La RDC a, pour une large part, une économie reposant sur l’exploitation de son potentiel minier.

La RDC a, pour une large part, une économie reposant sur l’exploitation de son potentiel minier. Cette exploitation est tributaire de la capacité des acteurs à mobiliser à l’externe ou à l’interne les financements nécessaires à leur expansion ou au développement de nouveaux projets. S’agissant de l’expansion (Brown field) je peine à comprendre pourquoi le cadre réglementaire de la Banque Centrale ne reconnait pas encore l’importance du secteur minier dans sa classification des garanties éligibles à l’atténuation des risques (avec effet sur les instructions 14 article 21 et 16 article 24) nous empêchant de mobiliser localement (banques locales sans syndication externe) des financements conséquents et structurants. 

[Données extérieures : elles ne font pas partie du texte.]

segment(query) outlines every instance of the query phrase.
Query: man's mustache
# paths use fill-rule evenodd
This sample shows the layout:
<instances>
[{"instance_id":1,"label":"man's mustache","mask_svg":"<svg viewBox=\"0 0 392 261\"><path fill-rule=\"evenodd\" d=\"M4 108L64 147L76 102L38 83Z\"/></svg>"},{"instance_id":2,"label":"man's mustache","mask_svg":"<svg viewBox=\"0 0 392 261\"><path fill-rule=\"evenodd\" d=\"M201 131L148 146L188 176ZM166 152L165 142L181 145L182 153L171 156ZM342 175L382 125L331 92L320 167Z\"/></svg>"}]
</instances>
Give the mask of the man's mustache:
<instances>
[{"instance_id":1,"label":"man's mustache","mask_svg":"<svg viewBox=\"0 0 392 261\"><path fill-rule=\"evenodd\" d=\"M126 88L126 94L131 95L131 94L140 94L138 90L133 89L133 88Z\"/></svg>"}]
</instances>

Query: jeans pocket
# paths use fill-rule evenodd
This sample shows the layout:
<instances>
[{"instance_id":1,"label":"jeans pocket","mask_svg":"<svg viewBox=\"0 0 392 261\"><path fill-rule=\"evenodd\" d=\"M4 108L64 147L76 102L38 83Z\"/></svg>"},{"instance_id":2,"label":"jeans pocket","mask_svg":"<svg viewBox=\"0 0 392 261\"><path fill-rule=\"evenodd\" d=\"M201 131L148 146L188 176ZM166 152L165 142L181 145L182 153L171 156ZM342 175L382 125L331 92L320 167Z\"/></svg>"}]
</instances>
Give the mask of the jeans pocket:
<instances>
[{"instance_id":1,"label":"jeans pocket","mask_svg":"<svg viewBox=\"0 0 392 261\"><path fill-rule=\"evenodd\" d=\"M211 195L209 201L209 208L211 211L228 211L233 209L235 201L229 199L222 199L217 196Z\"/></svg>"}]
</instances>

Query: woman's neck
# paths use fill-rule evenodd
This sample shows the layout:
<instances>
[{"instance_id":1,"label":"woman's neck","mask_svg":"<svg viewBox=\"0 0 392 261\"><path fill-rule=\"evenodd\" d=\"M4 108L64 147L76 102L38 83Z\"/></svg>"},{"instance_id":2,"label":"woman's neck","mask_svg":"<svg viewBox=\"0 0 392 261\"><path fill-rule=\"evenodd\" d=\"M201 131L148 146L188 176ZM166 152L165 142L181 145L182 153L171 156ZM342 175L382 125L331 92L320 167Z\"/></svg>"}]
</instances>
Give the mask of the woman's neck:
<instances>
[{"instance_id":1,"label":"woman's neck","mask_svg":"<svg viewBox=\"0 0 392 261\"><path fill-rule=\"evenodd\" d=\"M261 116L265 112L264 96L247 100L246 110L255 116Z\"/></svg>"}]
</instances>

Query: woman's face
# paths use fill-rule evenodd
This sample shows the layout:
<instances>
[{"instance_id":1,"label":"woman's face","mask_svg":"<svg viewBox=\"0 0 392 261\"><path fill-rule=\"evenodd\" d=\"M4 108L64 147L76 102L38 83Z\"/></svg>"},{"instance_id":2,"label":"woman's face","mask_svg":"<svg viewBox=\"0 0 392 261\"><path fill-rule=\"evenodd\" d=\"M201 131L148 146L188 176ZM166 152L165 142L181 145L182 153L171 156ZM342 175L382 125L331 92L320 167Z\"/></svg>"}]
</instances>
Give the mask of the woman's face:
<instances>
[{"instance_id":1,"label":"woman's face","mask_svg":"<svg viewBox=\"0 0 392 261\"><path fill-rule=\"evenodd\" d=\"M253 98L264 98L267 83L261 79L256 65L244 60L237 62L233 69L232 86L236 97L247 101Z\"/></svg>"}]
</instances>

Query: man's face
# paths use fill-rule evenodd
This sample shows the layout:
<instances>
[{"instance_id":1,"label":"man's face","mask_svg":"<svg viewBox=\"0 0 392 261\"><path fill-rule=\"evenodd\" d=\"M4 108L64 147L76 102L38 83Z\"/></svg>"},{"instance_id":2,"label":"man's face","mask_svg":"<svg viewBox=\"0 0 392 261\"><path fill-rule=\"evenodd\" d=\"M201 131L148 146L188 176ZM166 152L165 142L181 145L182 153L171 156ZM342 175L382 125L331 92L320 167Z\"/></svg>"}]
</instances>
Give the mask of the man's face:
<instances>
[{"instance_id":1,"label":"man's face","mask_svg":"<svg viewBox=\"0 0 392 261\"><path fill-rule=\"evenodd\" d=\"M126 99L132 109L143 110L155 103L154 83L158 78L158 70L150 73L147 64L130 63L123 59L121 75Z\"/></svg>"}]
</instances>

Il suffirait que deviennent admissibles à l’atténuation des risques le stock de produits miniers brut déjà extrait (stockpile) ou concentrés (la même logique pouvant s’appliquer à des rejets, des produits semi-finis ou finis) en définissant un seuil d’atténuation (40% voire 30% Prix LME par exemple) d’un stock dont la valeur serait évaluée par un expert indépendant en tenant compte de la quantité et de la teneur pour que la capacité de financement des banques locales explose! 

Il nous faudrait en effet juste valider le fait que le surplus de produits brut déjà extraits constitué en stockpile satisfasse aux conditions de déductibilité énoncées à l’article 25 de l’Instruction 16 de la BCC :

  • Etre formalisé par un écrit et enregistré conformément aux dispositions en vigueur (L’Ohada prévoit le gage de stock comme garantie)

 

  • Etre mobilisable à première demande et sans possibilité de contestation (Une hypothèque de premier rang sur un immeuble destiné entièrement aux activités productives jouit d’un facteur d’atténuation de 25%, j’ai du mal à voir comment un hangar difficile à évaluer serait plus mobilisable qu’un stock de minerai brut jouissant déjà d’un marché local en pleine expansion, c’est la forme exclusive de la production artisanale de Cu/Co à titre d’illustration). 

 

  • Avoir une échéance au moins égale à celle du crédit couvert
  • Couvrir au moins 80% de la créance. 

 

Il est facilement perceptible que rien dans les faits ne s’y oppose, à part peut-être une frilosité non expliquée et contreproductive. Ou juste le fait anodin de n’y avoir pas penser. 

Quand on considère le fait que certains acteurs ont des stockpiles dont la valeur dépasse les 2 milliards de USD, imaginons un seul instant l’effet de levier pour notre économie minière s’ils devenaient admissibles comme garanties en atténuation des risques ? A ce stade la BCC semble préférer des hypothèques (souvent illiquides) à des stocks de “highly tradable commodities”. Imaginez juste le stockpile de rejets appartenant à la Gécamines qui fait partie du paysage de notre belle ville de Lubumbashi? On entrerait enfin la RDC dans la magie du paradigme du “Structured Commodity based Finance“. It is a no-brainer yet it is not done!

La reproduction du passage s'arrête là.